Evaluation of biomarkers for intestinal damage in pediatric acute lymphoblastic leukemia.

Intestinal damage (ID) leads to bacterial translocation and bloodstream infections-the common cause of non-relapse mortality in childhood acute lymphoblastic leukemia (ALL). This study evaluated ID over ALL induction and the significance of body mass index (BMI) for its development and identified biomarkers reflecting chemotherapy-induced ID. The composite biomarker panel included 37 plasma amino acids, urea, ammonia, fecal calprotectin (fCLP), absolute neutrophil count (ANC), C-reactive protein, and albumin. We prospectively assessed 45 children treated according to the ALLTogether protocol in 2020-2024. Analysis and sample collection were performed on days 1, 8, 15, 22, and 29 of the protocol. The obtained values were compared between the ID and non-ID groups. 40% of patients (18/45) had grade I-III ID which was more pronounced on day 22 of induction when the ANC increased from its lowest point.
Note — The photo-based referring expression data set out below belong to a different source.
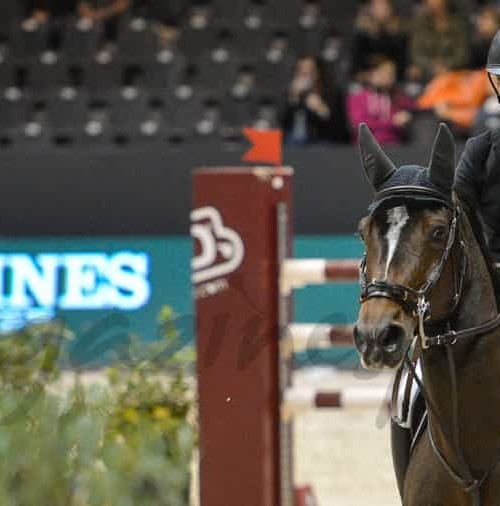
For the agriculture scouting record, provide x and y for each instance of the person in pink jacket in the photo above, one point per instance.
(380, 105)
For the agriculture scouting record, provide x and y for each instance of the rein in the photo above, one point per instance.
(416, 303)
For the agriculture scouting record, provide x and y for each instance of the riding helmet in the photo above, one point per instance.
(493, 65)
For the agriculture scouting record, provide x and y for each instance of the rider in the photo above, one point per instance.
(477, 184)
(477, 179)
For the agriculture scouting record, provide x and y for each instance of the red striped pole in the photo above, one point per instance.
(298, 273)
(304, 336)
(300, 399)
(235, 277)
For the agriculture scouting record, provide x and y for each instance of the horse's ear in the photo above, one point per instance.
(442, 163)
(377, 166)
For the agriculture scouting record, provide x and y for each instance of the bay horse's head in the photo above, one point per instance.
(408, 235)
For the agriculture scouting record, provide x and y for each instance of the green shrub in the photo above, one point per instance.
(126, 444)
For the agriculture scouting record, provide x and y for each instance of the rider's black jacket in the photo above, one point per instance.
(477, 182)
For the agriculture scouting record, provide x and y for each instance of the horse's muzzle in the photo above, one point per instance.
(380, 346)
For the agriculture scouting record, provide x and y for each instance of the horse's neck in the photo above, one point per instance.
(478, 371)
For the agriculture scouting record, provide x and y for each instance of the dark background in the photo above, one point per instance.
(147, 191)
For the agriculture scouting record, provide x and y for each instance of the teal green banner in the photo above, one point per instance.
(109, 288)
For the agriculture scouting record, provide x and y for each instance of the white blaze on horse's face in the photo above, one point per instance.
(397, 218)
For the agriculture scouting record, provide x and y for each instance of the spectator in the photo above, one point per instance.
(378, 32)
(381, 105)
(167, 16)
(43, 11)
(106, 11)
(438, 43)
(53, 13)
(488, 117)
(313, 113)
(486, 26)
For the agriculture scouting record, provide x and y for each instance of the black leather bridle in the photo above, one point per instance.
(416, 303)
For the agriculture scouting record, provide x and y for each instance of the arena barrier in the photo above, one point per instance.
(243, 278)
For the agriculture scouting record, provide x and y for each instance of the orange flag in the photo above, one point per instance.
(267, 146)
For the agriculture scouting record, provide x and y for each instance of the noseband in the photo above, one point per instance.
(415, 302)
Age younger than 5.5 years at a diagnosis was a significant prognostic factor for ID. Decreasing BMI and concentrations of citrulline, taurine, cystine, phosphoethanolamine, A-aminobutyric acid, B-alanine, and albumin suggest progressive ID in children treated due to ALL. No difference in ANC and fCLP was found between patients with and without ID, but fCLP levels start to rise simultaneously as the most intense ID is observed. In conclusion, assessing nutritional status and prospective evaluation of biomarkers may provide valuable information on treatment-related ID.